The second-quarter report from Adit Edtech, a “Special Purpose Acquisition Company” formed expressly to take GRIID public, was filed Aug. 15. It says Blockchain, whose “Third Amended and Restated Credit Agreement” with GRIID provided a line of up to $525 million, “asserted an alleged event of default” and gave notice it would seek to force accelerated repayment from GRIID.
The exact amount GRIID owed Blockchain at that time isn’t revealed in any of the documents that are public, but another Adit Edtech SEC filing from March 22 does show that GRIID had an “accumulated deficit” of $24.6 million as of Dec. 31, 2021.
That same March filing, also under the “Risk Factors” section, speaks of covenants in its credit agreement that “impose significant operating and financial restrictions on GRIID.” The financing also required GRIID “to maintain specified financial ratios and satisfy other financial condition tests.”
The March filing also gave a hint that Blockchain itself could someday wind up with the Limestone facility in its hands.
“… if GRIID were unable to repay the amounts due and payable under the credit agreement, the lenders could proceed against the collateral securing the debt,” the filing reads.
The more recent SEC filing says GRIID received letters June 9 and 11 from Blockchain, then “rejected Blockchain’s assertions” on June 12.
However, the section continues, saying GRIID “is in discussion with Blockchain regarding these issues” and is also in discussions with other lenders. At the time of the filing, it was “unclear whether any additional financing will be consummated.”
A filing from this week does show that Adit EdTech and GRIID have found a company interested in buying up to $200 million of GRIID shares if the merger occurs and the company does go public.
News Channel 11 emailed Trey Kelly Sept. 13 asking whether the issues had been resolved, but has not received a reply. A similar email to Adit Edtech’s CFO has also gone unanswered.
Back in Limestone, Hylton said he doesn’t know quite what to make of the new revelations.

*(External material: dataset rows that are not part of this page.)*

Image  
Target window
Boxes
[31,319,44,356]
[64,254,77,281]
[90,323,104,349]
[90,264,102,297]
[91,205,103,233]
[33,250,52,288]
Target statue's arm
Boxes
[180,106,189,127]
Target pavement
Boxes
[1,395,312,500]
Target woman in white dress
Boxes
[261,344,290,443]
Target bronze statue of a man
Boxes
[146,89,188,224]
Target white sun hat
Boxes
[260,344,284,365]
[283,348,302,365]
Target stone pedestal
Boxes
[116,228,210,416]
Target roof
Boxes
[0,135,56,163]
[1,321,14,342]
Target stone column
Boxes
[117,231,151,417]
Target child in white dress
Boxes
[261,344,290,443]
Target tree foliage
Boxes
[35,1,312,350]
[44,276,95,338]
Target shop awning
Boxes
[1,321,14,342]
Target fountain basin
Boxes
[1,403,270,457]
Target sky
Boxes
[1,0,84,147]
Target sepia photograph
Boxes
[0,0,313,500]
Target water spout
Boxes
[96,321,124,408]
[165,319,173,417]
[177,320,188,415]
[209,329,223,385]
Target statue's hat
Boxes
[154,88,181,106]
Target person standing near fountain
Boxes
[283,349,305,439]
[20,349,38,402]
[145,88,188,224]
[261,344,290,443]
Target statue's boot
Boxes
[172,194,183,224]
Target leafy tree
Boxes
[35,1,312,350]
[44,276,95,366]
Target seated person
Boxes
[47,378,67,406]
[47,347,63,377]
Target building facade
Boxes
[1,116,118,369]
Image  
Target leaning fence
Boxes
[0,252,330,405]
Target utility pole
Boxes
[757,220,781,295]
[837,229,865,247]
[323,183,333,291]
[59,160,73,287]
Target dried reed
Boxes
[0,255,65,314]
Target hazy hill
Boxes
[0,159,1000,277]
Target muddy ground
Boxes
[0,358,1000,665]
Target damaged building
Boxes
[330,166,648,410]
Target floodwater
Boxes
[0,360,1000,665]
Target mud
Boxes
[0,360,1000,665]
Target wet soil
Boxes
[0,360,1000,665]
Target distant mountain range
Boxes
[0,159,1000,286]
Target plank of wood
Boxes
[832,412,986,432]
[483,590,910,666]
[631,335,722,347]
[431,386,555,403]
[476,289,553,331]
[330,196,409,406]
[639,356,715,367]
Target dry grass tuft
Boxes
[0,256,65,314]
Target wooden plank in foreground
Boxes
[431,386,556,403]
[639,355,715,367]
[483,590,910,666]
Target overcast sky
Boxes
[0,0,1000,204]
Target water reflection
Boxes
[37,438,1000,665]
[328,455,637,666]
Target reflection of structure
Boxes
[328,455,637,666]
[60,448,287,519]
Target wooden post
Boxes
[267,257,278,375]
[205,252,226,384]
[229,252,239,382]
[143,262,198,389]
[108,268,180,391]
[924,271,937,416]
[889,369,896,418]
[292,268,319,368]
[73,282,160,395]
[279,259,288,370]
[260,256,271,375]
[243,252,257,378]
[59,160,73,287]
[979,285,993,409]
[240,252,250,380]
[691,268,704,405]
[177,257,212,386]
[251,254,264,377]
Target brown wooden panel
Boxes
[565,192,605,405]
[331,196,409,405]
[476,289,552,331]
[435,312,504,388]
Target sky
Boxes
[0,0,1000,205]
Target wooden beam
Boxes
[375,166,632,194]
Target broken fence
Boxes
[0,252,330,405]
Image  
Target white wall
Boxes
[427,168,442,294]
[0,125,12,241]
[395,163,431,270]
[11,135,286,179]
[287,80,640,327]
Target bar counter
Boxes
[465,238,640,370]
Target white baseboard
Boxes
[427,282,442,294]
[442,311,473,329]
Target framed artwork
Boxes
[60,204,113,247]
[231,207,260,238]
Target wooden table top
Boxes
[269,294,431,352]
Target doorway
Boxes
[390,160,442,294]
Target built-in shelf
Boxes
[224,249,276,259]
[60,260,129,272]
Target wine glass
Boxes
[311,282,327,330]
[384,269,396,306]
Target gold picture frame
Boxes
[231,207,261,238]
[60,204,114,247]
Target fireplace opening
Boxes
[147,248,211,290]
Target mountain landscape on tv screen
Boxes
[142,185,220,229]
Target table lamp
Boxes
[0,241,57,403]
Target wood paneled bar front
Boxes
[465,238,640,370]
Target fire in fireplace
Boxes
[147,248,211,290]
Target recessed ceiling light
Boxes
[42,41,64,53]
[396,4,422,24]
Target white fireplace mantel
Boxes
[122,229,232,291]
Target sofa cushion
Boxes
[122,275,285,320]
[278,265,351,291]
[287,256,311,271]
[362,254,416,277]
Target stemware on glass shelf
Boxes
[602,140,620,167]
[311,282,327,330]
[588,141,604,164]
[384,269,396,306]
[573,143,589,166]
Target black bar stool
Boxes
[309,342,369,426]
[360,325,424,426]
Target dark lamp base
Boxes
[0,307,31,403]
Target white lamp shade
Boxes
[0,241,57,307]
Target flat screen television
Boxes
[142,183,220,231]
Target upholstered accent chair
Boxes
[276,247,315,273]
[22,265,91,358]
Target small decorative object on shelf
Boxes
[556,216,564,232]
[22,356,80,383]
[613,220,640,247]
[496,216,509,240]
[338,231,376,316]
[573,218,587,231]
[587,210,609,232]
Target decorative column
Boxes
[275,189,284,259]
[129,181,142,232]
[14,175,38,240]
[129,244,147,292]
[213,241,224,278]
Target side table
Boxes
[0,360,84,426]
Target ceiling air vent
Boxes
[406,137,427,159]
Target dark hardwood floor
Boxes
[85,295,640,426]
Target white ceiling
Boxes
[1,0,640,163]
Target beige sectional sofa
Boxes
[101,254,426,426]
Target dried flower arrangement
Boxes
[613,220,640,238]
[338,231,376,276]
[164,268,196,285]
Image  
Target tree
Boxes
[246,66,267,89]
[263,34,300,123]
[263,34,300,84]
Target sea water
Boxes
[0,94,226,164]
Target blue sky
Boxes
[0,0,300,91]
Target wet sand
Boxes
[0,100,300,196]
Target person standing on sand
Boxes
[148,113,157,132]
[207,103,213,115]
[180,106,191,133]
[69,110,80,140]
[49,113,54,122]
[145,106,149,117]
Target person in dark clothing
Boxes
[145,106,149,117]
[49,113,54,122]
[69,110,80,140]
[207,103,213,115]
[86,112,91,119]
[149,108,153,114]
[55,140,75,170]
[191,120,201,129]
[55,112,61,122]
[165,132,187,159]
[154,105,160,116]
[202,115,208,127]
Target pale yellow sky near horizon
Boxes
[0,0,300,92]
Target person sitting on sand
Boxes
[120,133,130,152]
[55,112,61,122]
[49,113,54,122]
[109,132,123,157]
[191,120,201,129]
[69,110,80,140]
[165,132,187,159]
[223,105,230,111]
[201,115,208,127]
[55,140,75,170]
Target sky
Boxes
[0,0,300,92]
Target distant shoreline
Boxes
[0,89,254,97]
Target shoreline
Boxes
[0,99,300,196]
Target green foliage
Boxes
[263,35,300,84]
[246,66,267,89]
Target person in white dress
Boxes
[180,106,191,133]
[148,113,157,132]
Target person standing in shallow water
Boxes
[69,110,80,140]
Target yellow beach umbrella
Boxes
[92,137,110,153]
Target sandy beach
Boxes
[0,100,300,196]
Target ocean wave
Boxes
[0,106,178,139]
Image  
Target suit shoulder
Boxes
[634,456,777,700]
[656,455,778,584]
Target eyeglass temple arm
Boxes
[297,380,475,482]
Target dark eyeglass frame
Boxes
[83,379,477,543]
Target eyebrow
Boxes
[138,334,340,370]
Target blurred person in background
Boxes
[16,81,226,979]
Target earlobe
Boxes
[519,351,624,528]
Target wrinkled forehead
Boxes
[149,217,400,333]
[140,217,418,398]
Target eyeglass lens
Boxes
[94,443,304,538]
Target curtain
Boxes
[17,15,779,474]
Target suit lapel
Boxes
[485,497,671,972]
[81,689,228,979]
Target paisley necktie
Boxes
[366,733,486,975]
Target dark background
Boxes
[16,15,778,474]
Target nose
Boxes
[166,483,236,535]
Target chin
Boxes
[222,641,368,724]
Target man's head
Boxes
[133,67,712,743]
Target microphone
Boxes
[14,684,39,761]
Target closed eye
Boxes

“We were just real happy we had some kind of resolution, or thought we did.”
As for GRIID, “I don’t want to see anything bad happen to anybody, as far as financially. I just want them to go away from me.”
Hylton said he’s been pleased with BrightRidge’s responsiveness since the mine went in, and not just because of the BrightRidge internet, which the agreement said would be free until the mine was gone.
“They’ve been pretty diligent taking sound readings, and if I call to ask about anything they’re always Johnny on the Spot,” he said of the utility. “They’ve been very cooperative as far as helping me understand what’s going on.”
He doesn’t give BrightRidge a complete pass, though, believing they missed early opportunities — in 2020, as they sought a rezoning — to be transparent about plans for the property.
“I contacted the person who used to own the property before BrightRidge bought it,” Hylton said of extra acreage around the substation that BrightRidge purchased in January 2020, a month before the rezoning.
“He had been told it was going to be a solar farm or a communications center. So we all thought in the community, we were hoping for a solar farm, but a communications center would have been just as well. We had no idea we were going to get into what we have.”
He said if the possibility of a Bitcoin mine had been mentioned, “we would have researched it, and we would have known what was coming.”
Instead, the tight-knit community finds itself still in limbo, uncertain whether the mine will move eventually as a result of a final settlement agreement — likely bringing opposition in Telford, where the new one would be built — or whether the lawsuit will proceed to a jury trial.
That’s something that could take even longer to work its way through the courts, provided GRIID remains a going concern and has the resources for a protracted court battle.
The earliest the Washington County Commission could consider a settlement, should an agreement come across Wilkinson’s desk, would be at its October meeting.